Hmm.. This problem looks like related to recover problem same as #722.

honggyukim commented 5 years ago

It seems that we cannot avoid this kind of problem even with -finstrument-functions because plthook always hijacks the return address regardless of the compilation flag.

We need another way to implement auto-recover in ARM as well.

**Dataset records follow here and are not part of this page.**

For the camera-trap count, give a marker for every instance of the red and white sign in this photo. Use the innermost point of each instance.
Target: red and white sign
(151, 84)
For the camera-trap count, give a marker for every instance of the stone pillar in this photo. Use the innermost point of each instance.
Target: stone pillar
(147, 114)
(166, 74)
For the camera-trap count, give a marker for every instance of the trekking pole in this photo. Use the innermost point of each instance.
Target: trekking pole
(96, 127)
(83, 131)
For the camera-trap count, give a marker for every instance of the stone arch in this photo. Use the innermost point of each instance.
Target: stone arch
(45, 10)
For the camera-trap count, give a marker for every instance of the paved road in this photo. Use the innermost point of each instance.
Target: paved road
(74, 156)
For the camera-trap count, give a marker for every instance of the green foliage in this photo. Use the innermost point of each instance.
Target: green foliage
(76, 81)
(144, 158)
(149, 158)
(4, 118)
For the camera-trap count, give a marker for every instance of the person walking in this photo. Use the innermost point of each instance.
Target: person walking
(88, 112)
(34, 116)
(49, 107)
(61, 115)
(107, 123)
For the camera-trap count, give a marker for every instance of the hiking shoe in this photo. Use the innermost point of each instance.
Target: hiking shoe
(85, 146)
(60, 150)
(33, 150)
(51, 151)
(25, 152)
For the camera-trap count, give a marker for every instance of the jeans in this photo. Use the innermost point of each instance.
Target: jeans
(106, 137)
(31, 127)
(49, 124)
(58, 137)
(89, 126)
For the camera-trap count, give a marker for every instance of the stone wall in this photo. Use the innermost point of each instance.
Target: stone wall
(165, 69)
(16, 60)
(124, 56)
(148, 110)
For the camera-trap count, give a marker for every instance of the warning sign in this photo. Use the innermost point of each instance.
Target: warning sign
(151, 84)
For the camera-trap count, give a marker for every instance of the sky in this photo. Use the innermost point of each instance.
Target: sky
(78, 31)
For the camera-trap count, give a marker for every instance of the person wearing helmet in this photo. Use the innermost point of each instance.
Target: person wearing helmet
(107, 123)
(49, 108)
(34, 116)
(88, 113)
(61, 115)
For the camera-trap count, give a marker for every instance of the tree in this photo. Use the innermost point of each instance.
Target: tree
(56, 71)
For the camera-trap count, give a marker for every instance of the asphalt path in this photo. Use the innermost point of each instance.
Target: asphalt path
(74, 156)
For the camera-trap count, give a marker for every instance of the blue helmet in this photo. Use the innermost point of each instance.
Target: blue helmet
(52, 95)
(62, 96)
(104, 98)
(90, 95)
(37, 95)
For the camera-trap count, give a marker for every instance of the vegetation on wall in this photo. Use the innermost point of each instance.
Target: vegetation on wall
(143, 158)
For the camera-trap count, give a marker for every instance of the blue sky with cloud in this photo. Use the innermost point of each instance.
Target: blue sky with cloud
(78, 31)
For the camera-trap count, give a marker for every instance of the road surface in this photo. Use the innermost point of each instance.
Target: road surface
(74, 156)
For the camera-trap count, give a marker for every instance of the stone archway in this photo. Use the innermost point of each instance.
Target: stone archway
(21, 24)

honggyukim commented 5 years ago

I tested it again.

# ./uftrace --version
uftrace v0.9.2-127-gc7145 ( perf sched )
# ./uftrace record -L. -la -H 10.177.240.176 /usr/bin/qml-runner --main hello.qml
    ...
qttestability successfully loaded
child terminated by signal: 11: Segmentation fault

Here is gdb test result.

# gdb -q --args ./uftrace record -L. -l /usr/bin/qml-runner --main hello.qml
Reading symbols from ./uftrace...done.
(gdb) r
Starting program: /home/root/uftrace record -L. -l /usr/bin/qml-runner --main hello.qml
    ...
Thread 2.1 "qml-runner" received signal SIGSEGV, Segmentation fault.
[Switching to LWP 20114]
0xf77d792c in _dl_signal_cexception (errcode=8598144, exception=0x8334bc, occasion=0x8334b4 "\331XO\365") at dl-error-skeleton.c:148
148     dl-error-skeleton.c: No such file or directory.

(gdb) bt
#0  0xf77d792c in _dl_signal_cexception (errcode=8598144, exception=0x8334bc, occasion=0x8334b4 "\331XO\365") at dl-error-skeleton.c:148
#1  0x006e9150 in ?? ()
Backtrace stopped: previous frame identical to this frame (corrupt stack?)